LE HÉROS / Nayak - Satyajit Ray (1966) découverte

Grosse influence du cinéma européen des 60's, de certaines coupes de montage godardiennes à un spleen moderne très Federico Fellini (La dolce vita et Otto e mezzo / Huit et demi sont ouvertement cités). Un acteur imbu de sa personne va pour recevoir un prix et dans le train qui le mène à Delhi, fait le point sur sa vie. Mais Le Héros ne s'arrête pas là puisque dans ce même train, une multitude de personnages évoluent et trainent avec eux une intrigue qui leur est propre.
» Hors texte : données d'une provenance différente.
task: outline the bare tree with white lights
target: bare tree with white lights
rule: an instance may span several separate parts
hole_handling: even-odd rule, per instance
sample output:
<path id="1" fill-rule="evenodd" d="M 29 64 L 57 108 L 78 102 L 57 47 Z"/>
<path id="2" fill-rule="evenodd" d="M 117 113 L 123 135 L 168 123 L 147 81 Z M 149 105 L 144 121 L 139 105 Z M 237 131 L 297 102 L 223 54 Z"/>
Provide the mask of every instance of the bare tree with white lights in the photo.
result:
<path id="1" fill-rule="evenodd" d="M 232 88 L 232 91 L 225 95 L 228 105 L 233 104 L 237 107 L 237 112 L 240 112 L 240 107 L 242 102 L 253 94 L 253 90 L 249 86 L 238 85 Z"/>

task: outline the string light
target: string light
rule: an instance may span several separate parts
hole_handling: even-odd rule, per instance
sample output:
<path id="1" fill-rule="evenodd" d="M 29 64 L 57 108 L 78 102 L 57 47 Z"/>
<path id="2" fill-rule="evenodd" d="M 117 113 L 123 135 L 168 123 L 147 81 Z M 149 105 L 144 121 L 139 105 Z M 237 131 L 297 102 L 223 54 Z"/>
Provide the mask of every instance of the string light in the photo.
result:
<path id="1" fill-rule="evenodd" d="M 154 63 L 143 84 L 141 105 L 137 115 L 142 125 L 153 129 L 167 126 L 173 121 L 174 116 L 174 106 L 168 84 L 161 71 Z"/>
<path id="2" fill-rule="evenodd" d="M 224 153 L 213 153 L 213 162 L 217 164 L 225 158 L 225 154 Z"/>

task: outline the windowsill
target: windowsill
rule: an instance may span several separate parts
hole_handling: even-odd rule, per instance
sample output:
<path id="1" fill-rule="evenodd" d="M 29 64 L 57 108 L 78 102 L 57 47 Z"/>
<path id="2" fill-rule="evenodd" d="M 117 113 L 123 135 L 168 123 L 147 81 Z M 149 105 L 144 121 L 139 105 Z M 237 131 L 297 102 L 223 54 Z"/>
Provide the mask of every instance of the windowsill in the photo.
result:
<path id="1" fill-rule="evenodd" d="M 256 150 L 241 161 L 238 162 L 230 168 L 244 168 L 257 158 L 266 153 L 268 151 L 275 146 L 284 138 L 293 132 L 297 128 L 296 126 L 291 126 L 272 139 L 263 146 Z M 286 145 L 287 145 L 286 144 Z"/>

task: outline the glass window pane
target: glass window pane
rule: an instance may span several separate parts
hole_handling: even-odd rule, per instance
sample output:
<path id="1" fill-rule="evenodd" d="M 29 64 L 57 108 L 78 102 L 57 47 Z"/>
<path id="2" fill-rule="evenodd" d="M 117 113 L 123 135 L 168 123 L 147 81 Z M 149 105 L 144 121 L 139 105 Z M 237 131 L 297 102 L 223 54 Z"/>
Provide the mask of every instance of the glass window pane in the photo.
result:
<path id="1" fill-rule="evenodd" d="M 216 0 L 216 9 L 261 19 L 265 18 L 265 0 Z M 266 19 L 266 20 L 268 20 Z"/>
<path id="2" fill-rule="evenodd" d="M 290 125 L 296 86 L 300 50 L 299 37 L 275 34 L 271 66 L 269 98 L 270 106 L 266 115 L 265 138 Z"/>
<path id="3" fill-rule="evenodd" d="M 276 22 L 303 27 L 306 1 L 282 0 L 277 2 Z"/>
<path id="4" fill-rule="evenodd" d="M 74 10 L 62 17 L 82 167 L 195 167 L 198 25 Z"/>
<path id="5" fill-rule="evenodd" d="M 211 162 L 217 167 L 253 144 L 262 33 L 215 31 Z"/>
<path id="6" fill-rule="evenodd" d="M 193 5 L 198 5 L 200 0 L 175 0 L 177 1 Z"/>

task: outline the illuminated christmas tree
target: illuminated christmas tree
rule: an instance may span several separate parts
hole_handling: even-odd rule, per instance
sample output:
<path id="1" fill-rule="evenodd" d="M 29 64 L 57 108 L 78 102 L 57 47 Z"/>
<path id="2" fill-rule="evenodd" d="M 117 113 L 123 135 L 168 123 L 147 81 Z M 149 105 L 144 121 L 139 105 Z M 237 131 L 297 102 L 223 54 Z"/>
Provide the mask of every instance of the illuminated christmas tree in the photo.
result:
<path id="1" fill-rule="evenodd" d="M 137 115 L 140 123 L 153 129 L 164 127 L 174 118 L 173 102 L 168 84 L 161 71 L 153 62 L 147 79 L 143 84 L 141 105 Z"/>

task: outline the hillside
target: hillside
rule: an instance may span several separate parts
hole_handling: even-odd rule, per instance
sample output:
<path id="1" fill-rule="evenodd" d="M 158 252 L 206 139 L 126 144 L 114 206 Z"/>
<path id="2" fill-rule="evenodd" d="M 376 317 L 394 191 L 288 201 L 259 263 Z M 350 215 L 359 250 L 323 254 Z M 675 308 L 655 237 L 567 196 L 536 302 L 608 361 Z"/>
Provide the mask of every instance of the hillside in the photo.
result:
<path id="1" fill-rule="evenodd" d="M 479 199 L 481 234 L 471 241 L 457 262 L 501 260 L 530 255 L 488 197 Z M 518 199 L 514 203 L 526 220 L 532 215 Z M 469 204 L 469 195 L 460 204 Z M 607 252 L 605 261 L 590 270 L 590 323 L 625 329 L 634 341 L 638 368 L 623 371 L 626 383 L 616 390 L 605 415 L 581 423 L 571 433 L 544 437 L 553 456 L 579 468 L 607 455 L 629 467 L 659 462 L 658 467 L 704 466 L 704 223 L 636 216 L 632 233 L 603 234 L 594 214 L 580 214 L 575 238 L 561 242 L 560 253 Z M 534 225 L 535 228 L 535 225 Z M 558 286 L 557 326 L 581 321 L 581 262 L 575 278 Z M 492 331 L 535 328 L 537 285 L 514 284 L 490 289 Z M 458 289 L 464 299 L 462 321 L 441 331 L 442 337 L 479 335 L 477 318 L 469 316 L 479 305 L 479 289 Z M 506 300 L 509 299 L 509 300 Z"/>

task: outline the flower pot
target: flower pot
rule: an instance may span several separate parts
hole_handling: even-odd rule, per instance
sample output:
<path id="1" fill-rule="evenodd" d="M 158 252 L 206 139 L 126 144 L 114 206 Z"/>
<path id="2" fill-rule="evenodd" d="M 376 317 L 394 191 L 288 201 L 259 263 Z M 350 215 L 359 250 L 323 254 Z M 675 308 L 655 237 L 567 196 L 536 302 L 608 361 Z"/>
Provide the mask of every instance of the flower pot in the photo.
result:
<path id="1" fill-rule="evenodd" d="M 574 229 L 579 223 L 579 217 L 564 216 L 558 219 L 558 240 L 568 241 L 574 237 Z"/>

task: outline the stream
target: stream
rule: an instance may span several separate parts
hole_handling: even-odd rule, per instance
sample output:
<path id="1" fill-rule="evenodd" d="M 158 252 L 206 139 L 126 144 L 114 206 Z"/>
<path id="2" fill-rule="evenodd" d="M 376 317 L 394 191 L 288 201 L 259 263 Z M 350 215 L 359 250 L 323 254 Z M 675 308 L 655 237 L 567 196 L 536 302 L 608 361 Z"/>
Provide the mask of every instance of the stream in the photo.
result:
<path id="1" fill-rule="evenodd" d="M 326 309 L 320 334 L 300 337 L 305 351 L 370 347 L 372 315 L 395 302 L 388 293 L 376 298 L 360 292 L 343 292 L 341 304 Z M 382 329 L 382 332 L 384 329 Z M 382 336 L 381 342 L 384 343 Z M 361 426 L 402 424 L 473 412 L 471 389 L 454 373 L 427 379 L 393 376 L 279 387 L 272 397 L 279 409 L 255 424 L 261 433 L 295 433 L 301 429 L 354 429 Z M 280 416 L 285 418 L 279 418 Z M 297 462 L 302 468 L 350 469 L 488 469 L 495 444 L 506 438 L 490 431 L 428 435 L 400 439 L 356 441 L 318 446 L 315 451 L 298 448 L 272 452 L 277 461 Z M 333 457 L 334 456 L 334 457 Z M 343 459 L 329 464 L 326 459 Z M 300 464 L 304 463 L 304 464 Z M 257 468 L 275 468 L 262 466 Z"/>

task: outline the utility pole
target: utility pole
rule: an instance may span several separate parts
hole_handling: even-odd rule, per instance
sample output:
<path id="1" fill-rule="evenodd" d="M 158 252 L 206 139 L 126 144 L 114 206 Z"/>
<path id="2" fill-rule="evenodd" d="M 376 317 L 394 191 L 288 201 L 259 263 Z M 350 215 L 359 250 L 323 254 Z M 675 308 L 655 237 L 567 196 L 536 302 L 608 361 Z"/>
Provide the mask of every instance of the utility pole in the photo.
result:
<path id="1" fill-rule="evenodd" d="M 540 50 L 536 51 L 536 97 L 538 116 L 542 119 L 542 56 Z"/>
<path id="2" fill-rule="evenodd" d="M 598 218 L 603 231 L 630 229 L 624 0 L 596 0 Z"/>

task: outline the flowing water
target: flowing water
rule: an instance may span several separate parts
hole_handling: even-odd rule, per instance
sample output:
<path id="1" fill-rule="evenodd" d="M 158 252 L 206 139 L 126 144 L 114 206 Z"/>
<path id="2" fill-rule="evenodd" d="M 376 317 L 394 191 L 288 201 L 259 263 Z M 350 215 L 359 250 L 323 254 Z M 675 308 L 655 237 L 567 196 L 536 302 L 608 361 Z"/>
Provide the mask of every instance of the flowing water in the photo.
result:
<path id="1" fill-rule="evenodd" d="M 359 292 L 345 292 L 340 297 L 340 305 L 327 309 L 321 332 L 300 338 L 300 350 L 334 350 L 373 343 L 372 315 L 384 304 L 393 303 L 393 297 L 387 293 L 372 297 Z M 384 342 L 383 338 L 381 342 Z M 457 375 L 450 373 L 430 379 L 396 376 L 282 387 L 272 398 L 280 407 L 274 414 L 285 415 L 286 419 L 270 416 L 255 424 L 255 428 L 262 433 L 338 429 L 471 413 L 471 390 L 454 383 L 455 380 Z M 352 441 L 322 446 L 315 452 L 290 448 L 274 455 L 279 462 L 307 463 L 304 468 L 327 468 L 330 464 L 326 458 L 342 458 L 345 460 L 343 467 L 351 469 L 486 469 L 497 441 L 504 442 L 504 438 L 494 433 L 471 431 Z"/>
Narration complexe mais fluide à l'écran, comme dans un Robert Altman on passe de l'un à autre sans avoir une impression de saut, juste de glissement. Tous sont attachants, parfois le temps de quelques minutes, et ont autant d'importance que le héros du titre. Visuellement, on est dans un éclairage à la Otto e mezzo, très stylisé et propre de sa personne. Satyajit Ray en profite pour faire un portrait pas tendre du cinéma de son pays, jugé comme futile et non réaliste. Le film passe comme le train qui sert de décors principal, merveilleusement bien. Une modernité affichée étonnante dans le cinéma de Ray, mais le film est plus qu'une curiosité, c'est une réussite.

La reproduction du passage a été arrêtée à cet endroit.